Mock 0.5: Two More, Two Left
By David Seigerman
And then there were two.
Only two slots in the picking order for the 2014 NFL Draft remain undetermined, and we'll have to wait a couple of weeks to sort that out. There's the small matter of playing the Super Bowl before we can resolve everything we need to know.
But we saw a few things in Sunday's conference championship games that give us a sense of the draft directions for both New England and San Francisco. You can read about the first 28 picks of the first round in the first installments of our unfolding first Mock of 2014. But the next two picks of the first round will be:
29. Patriots: Ra'Shede Hageman, DL, Minnesota
After oogling over the arsenal Peyton Manning had to throw to, it's understandable that Patriots fans would be clamoring for an X receiver prototype. With the depth of talent available at receiver in this draft, there's no need to reach for one here. Instead, they add a playmaker along the defensive line, a prospect who possesses the trait that perhaps Bill Belichick treasurers above all else: versatility. Hageman could play anywhere along the defensive line. At 6-foot-6, 311 pounds, he could play nose or end in a 3-4 or tackle in a 4-3, and his presence gives Belichick more flexibility than he's had in the past few seasons. Hageman is tough against the run, but his real upside is the power rush he'll bring to complement Chandler Jones, who has blossomed into a dangerous pass rusher.

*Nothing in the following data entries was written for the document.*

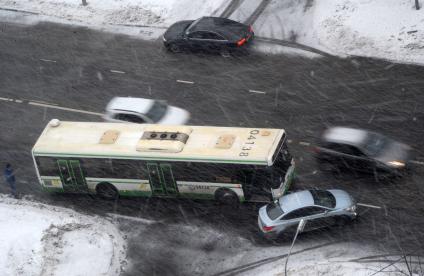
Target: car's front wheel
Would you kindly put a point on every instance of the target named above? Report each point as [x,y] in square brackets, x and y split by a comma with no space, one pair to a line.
[174,48]
[107,191]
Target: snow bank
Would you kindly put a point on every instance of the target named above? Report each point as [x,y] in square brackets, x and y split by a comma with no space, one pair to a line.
[37,239]
[387,29]
[155,13]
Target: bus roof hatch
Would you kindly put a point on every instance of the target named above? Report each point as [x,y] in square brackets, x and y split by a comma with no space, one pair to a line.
[164,139]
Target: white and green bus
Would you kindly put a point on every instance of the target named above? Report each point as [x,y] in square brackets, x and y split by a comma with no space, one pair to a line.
[229,164]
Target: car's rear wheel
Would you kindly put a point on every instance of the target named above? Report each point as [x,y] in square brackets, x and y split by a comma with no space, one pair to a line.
[227,197]
[225,53]
[174,48]
[342,221]
[107,191]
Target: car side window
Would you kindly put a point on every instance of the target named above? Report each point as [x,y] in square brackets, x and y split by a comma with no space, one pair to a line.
[303,212]
[129,118]
[197,35]
[213,36]
[346,149]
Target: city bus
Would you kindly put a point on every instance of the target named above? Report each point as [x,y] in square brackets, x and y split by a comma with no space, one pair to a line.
[229,164]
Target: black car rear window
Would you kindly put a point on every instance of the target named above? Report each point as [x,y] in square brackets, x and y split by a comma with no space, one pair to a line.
[374,143]
[323,198]
[274,211]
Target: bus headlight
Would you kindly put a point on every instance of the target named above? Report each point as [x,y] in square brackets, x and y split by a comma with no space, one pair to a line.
[397,164]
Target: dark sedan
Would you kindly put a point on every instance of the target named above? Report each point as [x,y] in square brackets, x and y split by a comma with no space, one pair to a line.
[207,33]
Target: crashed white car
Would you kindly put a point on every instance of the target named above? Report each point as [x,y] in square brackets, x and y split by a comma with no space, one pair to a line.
[144,111]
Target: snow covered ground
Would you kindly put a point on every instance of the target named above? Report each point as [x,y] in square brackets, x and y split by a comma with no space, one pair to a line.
[38,239]
[388,29]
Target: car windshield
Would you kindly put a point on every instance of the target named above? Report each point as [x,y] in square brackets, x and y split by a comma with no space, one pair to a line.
[374,144]
[323,198]
[274,211]
[193,24]
[157,111]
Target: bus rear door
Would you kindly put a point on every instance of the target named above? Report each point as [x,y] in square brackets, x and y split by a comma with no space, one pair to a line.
[161,179]
[72,177]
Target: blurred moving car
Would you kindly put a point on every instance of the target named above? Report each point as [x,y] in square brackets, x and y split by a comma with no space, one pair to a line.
[320,208]
[207,33]
[144,111]
[362,150]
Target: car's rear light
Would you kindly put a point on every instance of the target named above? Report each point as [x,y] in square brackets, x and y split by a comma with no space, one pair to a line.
[267,228]
[241,42]
[316,149]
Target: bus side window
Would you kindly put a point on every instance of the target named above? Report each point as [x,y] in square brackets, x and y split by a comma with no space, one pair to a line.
[47,166]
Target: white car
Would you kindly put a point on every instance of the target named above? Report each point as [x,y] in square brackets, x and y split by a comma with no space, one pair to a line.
[144,111]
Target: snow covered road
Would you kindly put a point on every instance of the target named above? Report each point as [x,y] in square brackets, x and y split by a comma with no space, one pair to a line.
[38,239]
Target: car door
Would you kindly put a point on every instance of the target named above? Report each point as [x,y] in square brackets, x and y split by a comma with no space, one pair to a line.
[215,41]
[319,217]
[354,159]
[197,40]
[290,221]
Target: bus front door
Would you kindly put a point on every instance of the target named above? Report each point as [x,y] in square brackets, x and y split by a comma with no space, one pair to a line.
[162,180]
[72,177]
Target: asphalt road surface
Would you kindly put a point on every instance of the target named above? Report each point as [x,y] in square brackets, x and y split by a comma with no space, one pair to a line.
[81,70]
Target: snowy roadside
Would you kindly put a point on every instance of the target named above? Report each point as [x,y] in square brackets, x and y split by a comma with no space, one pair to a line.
[385,29]
[38,239]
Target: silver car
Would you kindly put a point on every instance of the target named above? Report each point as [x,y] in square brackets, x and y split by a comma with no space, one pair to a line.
[320,208]
[142,111]
[362,150]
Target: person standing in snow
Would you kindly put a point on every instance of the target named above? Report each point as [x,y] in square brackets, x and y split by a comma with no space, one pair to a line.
[9,175]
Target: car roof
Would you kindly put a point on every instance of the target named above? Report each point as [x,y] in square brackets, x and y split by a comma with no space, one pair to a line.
[138,105]
[296,200]
[345,135]
[228,28]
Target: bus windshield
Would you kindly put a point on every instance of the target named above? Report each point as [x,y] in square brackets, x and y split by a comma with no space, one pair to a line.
[157,111]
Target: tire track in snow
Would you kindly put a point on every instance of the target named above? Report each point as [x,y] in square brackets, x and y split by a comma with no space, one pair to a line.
[231,8]
[257,12]
[246,267]
[292,45]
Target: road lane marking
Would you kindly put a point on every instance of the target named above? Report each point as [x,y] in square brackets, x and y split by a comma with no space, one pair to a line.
[47,60]
[6,99]
[65,108]
[368,205]
[183,81]
[417,162]
[42,102]
[144,221]
[117,71]
[256,91]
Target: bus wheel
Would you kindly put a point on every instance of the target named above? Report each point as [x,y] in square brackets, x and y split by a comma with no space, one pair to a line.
[107,191]
[227,197]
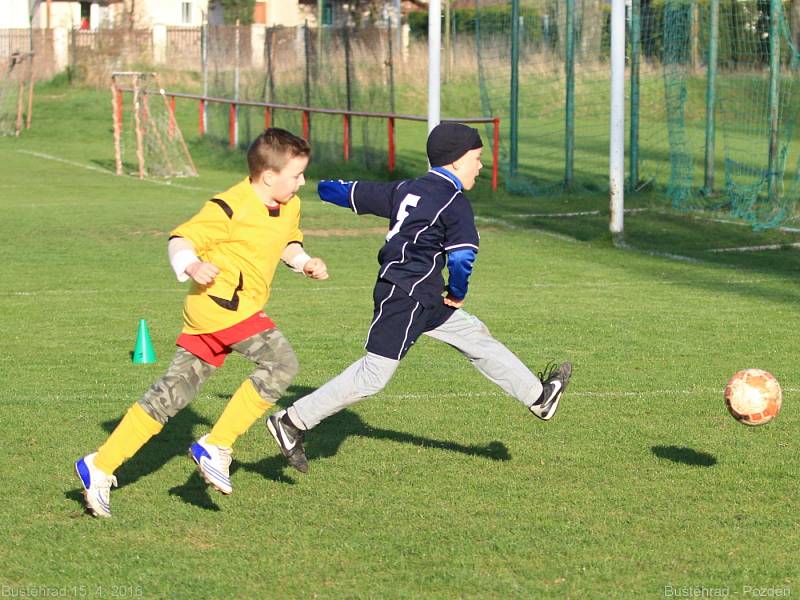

30. 49ers: Paul Richardson, WR, Colorado
San Francisco didn't make it back to the Super Bowl, but it still may be the most complete team in the NFL. That gives the 49ers a rare opportunity to draft for finishing touches rather than building bocks. And it seems evident that the one thing missing from this offense is a true stretch-the-field threat. Anquan Boldin remains one of the league's most reliable possession receivers. And while we certainly don't agree with Richard Sherman's assessment of Michael Crabtree as being merely "mediocre," he would benefit from having a complementary receiver who can stretch the defense vertically. Not only would it create space for Crabtree and Boldin and Vernon Davis, it would keep safeties from sneaking up to stop Frank Gore or shadow Colin Kaepernick. Richardson showed no lingering issues from the knee injury that forced him to miss the 2012 season; seven of his school-record 13 receptions of 50 yards or longer came this season. He is exactly what the doctor ordered in San Francisco. He'd add a big-play dimension to a passing game in need of one.